Using Lambs To Weigh-In On Obesity

(Ivanhoe Newswire)– The results of a new study on obesity in sheep and lambs may lend a hand in understanding obesity in humans. The new study is the first to show a definite link between obesity in a mother and obesity in her child in mammals that bear “mature offspring.” Since humans also bear mature offspring, the results of this study are the first that can possibly be applied to humans.

While the relationship between maternal obesity and offspring obesity has been proven in rats, rats do not bear mature offspring– their young are born immature, and therefore a link between maternal and offspring obesity in rats cannot be applied to humans.

However, in the new study, by researchers at the Center for Pregnancy and Newborn Research, University of Texas and the University of Wyoming, lambs were used for the research. Scientists regulated the diets of sheep for 60 days before conception and throughout their pregnancy: Half the ewes were fed a normal diet, and half received a diet to produce obesity. After giving birth, the scientists monitored the appetite and weight gain of their offspring, observation which continued for 19 months.

One area in which the newborn lambs were monitored was hormone levels. Researchers took blood samples from the lambs and tested leptin levels. Leptin is a hormone that regulates appetite and is produced by fat cells. In lambs born to obese mothers, scientists saw no peak in leptin levels, but in lambs born to mothers with normal body weight, leptin levels peaked six to nine days after birth.

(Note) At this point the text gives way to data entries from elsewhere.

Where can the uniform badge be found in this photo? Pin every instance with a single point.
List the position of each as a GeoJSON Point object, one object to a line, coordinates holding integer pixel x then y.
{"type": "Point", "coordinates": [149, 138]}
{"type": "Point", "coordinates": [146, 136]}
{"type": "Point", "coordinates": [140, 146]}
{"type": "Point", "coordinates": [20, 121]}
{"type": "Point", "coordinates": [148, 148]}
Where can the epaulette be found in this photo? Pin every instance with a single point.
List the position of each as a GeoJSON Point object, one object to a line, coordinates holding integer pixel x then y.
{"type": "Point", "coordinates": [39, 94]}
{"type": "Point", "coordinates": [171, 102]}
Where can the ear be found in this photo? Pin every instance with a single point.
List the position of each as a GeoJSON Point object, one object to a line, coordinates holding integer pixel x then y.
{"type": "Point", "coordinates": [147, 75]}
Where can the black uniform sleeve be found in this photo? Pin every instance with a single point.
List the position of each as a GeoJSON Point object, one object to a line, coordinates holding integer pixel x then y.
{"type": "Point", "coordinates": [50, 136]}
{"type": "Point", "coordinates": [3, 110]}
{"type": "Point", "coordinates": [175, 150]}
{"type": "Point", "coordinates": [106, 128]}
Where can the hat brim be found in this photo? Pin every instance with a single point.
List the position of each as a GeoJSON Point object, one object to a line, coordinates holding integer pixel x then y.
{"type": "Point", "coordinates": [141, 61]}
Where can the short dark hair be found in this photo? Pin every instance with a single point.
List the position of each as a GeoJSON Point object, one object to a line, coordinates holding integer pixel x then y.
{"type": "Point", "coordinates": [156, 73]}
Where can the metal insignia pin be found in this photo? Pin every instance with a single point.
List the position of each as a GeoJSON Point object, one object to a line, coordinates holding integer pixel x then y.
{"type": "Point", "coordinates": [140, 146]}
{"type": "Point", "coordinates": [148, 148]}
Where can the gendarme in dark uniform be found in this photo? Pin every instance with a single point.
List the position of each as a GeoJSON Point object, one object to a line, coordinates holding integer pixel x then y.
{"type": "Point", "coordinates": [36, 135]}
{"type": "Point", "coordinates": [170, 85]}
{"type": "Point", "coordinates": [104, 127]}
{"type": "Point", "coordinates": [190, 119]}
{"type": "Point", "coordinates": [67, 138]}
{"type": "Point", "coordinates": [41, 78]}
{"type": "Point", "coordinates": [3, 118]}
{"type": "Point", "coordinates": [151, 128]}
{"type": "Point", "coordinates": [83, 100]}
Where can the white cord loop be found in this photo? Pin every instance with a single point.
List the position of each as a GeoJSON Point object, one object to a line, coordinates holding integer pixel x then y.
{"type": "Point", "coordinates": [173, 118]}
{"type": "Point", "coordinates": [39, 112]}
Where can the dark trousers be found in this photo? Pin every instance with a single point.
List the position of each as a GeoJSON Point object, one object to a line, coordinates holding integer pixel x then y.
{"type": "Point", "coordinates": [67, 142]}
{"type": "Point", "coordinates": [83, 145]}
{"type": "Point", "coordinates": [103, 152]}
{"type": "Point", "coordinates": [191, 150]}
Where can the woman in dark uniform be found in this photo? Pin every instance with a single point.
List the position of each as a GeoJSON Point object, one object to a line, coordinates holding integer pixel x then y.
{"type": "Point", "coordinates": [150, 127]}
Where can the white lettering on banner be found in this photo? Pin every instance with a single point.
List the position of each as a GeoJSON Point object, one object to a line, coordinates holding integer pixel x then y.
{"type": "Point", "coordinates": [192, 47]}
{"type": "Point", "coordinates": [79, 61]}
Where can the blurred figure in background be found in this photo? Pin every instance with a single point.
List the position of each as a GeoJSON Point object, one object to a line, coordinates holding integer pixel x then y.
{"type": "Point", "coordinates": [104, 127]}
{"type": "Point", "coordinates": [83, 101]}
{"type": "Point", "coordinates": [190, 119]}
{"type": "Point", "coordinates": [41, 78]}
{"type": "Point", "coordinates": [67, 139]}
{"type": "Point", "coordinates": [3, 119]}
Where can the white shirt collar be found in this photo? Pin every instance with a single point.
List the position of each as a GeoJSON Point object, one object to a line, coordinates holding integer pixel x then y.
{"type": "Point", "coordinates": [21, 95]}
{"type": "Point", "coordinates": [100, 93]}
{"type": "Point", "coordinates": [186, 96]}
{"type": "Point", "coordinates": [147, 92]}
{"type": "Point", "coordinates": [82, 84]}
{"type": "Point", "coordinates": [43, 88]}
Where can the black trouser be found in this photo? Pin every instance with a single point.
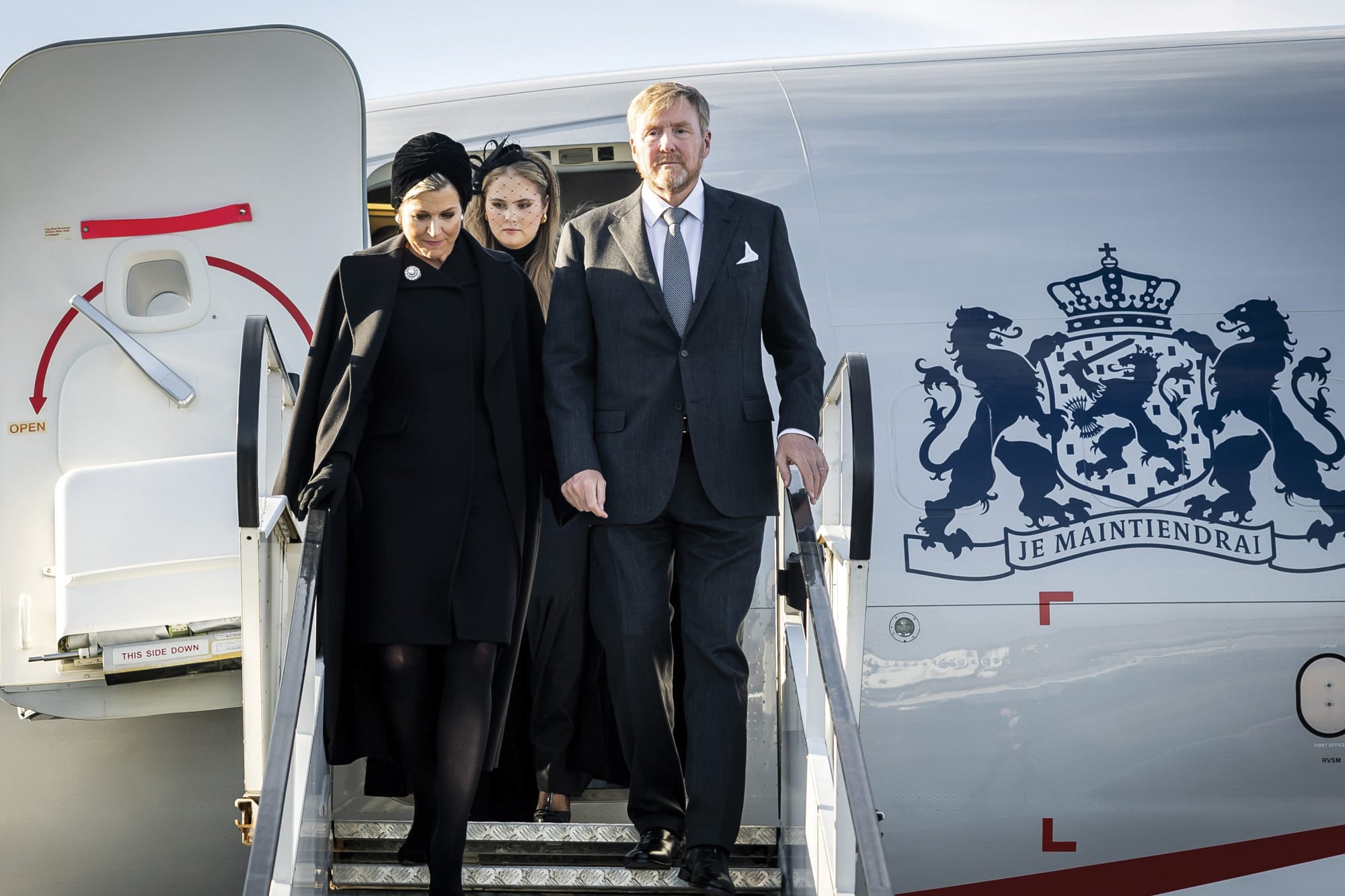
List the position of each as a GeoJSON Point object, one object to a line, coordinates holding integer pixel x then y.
{"type": "Point", "coordinates": [558, 630]}
{"type": "Point", "coordinates": [716, 560]}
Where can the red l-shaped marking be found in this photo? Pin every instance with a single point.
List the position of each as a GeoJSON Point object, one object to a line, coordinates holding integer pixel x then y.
{"type": "Point", "coordinates": [1048, 838]}
{"type": "Point", "coordinates": [1046, 598]}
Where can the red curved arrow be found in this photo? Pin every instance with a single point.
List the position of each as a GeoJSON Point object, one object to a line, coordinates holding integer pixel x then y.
{"type": "Point", "coordinates": [232, 267]}
{"type": "Point", "coordinates": [38, 400]}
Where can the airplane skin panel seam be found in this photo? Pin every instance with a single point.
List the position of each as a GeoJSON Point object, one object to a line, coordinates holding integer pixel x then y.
{"type": "Point", "coordinates": [866, 60]}
{"type": "Point", "coordinates": [813, 193]}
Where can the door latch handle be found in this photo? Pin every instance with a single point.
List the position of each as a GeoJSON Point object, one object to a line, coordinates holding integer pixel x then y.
{"type": "Point", "coordinates": [159, 373]}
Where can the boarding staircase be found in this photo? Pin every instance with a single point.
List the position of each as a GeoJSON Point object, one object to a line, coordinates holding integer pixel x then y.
{"type": "Point", "coordinates": [306, 838]}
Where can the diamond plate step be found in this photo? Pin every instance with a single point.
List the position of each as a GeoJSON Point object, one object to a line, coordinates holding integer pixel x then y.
{"type": "Point", "coordinates": [513, 879]}
{"type": "Point", "coordinates": [532, 833]}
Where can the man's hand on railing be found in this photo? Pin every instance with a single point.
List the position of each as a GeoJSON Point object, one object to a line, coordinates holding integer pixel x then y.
{"type": "Point", "coordinates": [808, 456]}
{"type": "Point", "coordinates": [328, 486]}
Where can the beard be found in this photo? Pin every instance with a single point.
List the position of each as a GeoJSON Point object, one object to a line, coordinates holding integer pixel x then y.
{"type": "Point", "coordinates": [673, 178]}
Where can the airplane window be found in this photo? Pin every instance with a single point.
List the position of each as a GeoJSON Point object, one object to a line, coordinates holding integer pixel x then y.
{"type": "Point", "coordinates": [158, 288]}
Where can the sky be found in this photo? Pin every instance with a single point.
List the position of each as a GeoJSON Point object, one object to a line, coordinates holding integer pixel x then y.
{"type": "Point", "coordinates": [404, 46]}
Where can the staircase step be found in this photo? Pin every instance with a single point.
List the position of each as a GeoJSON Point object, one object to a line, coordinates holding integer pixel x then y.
{"type": "Point", "coordinates": [532, 831]}
{"type": "Point", "coordinates": [516, 879]}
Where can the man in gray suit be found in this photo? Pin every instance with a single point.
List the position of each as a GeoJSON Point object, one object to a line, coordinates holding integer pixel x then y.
{"type": "Point", "coordinates": [662, 430]}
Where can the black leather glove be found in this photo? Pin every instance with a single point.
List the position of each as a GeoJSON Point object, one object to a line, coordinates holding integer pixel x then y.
{"type": "Point", "coordinates": [328, 487]}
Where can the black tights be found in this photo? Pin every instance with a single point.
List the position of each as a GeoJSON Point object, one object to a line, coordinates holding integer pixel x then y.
{"type": "Point", "coordinates": [438, 704]}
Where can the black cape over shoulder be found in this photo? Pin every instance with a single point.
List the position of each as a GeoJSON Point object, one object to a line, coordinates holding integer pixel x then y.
{"type": "Point", "coordinates": [329, 413]}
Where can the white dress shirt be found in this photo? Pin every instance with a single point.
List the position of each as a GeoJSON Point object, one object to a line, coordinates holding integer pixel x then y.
{"type": "Point", "coordinates": [693, 231]}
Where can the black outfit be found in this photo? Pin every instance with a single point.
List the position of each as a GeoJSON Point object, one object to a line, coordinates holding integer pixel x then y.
{"type": "Point", "coordinates": [680, 425]}
{"type": "Point", "coordinates": [418, 407]}
{"type": "Point", "coordinates": [559, 639]}
{"type": "Point", "coordinates": [431, 384]}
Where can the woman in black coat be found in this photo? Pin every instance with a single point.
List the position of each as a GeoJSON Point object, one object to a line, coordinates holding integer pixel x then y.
{"type": "Point", "coordinates": [420, 428]}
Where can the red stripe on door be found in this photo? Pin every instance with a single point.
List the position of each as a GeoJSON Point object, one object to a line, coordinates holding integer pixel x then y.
{"type": "Point", "coordinates": [1155, 874]}
{"type": "Point", "coordinates": [236, 213]}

After analyzing blood samples from one-day-old lambs, scientists observed higher cortisol levels in obese sheep. The scientists now suspect exposure to high levels of cortisol in the womb may be the reason leptin levels did not peak in lambs of obese mothers.

Professor Peter Nathanielsz, lead author of the research, was quoted as saying, “Given the epidemic of obesity both in the developed and developing world, the search for environmental factors occurring around the time of birth which predispose the offspring of overweight mothers to lifelong obesity is important”¦ Seeing these hormonal changes in lambs”¦is advancing our understanding of what programs appetite. We are getting closer to understanding what causes obesity in humans.”